Mais Pia n’entendait ni la voix du cardinal, ni le chant sépulcral des moines, ni la plainte de l’orgue, ni la cloche d’agonie. Elle ne voyait que le navire qui venait droit à elle, dans la lumière joyeuse du ciel de mai.

C’était une haute galère de Venise, dont les voiles, déchirées par la tempête, pendaient en lambeaux, dont le grand mât, rompu, portait, au bout d’une lance, l’étendard rouge de saint Marc, avec le lion qui tient sous ses griffes le livre ouvert de l’Évangéliste. Elle voguait, d’une marche presque insensible, grâce à la brise printanière et à la manœuvre de ses dernières rames.
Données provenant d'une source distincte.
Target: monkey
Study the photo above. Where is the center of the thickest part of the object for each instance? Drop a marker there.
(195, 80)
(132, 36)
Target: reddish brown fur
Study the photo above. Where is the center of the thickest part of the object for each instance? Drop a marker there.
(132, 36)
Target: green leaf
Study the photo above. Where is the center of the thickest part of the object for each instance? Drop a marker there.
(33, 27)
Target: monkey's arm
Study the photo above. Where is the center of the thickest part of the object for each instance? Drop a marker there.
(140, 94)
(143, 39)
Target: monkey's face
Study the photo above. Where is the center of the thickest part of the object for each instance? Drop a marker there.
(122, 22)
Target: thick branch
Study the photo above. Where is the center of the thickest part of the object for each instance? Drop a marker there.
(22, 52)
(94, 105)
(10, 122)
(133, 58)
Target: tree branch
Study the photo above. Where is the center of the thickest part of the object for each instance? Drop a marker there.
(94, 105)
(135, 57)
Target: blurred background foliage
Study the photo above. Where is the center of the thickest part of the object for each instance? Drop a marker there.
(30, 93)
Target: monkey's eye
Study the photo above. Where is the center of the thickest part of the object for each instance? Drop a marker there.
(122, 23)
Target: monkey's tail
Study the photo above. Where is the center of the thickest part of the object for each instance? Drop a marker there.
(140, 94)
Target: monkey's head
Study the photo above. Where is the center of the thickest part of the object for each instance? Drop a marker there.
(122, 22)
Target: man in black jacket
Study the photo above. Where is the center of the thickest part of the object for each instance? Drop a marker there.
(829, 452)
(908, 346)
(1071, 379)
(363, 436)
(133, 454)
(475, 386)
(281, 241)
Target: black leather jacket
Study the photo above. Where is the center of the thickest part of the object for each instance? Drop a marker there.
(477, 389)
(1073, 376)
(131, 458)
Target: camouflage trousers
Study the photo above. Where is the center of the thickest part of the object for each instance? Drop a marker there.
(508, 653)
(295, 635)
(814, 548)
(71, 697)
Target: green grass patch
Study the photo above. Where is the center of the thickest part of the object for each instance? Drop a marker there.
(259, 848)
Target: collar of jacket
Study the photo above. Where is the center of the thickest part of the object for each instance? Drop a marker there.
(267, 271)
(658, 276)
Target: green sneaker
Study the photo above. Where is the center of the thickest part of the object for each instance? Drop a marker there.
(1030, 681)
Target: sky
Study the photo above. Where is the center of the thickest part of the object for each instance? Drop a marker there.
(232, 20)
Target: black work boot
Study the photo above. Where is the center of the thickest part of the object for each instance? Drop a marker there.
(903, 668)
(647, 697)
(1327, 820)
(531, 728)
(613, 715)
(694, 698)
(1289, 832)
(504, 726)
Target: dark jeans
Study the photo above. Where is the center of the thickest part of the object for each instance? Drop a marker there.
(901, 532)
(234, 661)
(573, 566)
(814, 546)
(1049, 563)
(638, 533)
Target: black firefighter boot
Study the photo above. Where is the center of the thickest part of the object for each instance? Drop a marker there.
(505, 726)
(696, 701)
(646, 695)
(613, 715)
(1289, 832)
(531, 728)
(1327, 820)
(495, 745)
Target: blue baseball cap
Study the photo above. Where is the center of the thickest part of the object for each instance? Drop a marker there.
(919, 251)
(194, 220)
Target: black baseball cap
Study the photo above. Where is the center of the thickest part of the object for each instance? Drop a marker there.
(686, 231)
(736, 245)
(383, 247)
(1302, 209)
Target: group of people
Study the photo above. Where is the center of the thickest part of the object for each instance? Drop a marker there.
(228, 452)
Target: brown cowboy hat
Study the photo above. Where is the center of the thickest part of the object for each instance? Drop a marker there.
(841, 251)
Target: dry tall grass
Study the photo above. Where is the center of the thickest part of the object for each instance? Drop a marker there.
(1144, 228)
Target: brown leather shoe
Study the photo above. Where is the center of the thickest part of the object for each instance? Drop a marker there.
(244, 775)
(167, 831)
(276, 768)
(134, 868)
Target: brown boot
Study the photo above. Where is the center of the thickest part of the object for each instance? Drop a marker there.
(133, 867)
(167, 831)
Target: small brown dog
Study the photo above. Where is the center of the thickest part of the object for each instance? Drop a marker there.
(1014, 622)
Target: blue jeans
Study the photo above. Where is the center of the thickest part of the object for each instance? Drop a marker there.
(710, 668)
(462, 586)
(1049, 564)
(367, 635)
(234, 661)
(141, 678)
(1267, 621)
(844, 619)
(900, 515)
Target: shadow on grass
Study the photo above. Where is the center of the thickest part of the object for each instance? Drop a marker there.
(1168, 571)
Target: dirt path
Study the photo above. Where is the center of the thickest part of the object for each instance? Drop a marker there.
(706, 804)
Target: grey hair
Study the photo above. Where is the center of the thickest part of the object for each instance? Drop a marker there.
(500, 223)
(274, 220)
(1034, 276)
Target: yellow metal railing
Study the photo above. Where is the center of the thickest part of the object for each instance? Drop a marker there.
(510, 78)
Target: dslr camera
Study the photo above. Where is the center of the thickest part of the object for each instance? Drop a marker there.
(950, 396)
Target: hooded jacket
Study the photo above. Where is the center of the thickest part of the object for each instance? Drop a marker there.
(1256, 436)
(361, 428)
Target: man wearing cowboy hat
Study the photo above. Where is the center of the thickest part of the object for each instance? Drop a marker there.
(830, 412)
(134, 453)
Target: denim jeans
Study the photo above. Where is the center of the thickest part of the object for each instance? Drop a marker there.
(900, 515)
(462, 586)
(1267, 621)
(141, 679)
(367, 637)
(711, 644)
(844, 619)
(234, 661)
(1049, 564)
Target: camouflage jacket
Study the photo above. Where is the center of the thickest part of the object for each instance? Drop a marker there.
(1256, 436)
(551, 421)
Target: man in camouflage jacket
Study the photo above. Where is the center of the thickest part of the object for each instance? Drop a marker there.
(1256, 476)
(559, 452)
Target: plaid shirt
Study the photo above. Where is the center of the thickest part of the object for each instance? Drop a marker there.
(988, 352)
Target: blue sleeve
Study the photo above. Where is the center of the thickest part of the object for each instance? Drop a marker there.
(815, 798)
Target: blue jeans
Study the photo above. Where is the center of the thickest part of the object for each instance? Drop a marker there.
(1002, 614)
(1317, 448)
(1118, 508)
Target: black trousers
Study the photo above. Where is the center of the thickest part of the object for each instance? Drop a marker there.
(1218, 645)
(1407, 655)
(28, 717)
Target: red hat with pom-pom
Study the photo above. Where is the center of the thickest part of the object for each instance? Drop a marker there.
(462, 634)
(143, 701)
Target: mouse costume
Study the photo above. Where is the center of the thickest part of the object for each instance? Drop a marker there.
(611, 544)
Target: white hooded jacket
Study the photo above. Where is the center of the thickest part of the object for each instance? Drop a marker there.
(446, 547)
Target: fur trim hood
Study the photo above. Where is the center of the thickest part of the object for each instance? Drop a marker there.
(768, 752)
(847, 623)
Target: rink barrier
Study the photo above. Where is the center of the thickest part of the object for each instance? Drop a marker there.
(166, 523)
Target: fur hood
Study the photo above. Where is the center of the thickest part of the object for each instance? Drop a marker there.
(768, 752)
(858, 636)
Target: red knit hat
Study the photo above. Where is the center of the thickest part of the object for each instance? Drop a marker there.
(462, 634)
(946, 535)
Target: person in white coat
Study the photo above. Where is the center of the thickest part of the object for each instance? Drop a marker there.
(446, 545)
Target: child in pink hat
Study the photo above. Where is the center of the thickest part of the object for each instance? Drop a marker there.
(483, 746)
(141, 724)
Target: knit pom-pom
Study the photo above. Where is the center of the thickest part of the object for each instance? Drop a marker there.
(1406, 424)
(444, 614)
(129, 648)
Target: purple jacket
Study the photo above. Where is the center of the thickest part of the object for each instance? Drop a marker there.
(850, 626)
À son tour, Joachim attachait ses regards au navire. Celui-ci venait peut-être d’Orient, ramenant un pèlerin qui aurait entendu quelque part, au fond d’un cloître de Syrie ou sur les rives du lac de Galilée, le nom du fiancé perdu. Et l’évêque, saisi par une angoisse mystérieuse, voyait marcher sur la mer l’étendard de saint Marc, tel qu’une fleur de pourpre balancée par les flots bleus.

Le cardinal avait fermé son bréviaire. L’âme chrétienne était maintenant libre de monter à Dieu.

À ce moment, parvint à l’oreille du pontife, de Pia et de Joachim un chant grave, un chant viril qui sortait de la mer, plus sonore et plus pénétrant que la psalmodie des moines, sous les voûtes de la cathédrale. Sur le pont de la galère, groupés autour de la bannière de l’apôtre, les matelots, les pèlerins et les marchands, que le patron de Venise avait soutenus dans la tempête, entonnaient un cantique de reconnaissance.

Le pape se souleva sur les coussins de son lit et contempla le vaisseau sacré. Déjà les navigateurs jetaient l’ancre en face du palais pontifical. Et la dernière strophe du cantique se perdait dans le ciel et sur les eaux.

— C’est une galère partie des rivages de terre-sainte, dit Joachim. Je vois des pèlerins qui s’empressent de descendre dans les barques de nos marins de Salerne. Plusieurs portent la croix couleur de sang que les jeunes chevaliers pèlerins attachent depuis quelques années à leur poitrine.

— La Palestine est bien loin et cependant ils reviennent, murmura Pia.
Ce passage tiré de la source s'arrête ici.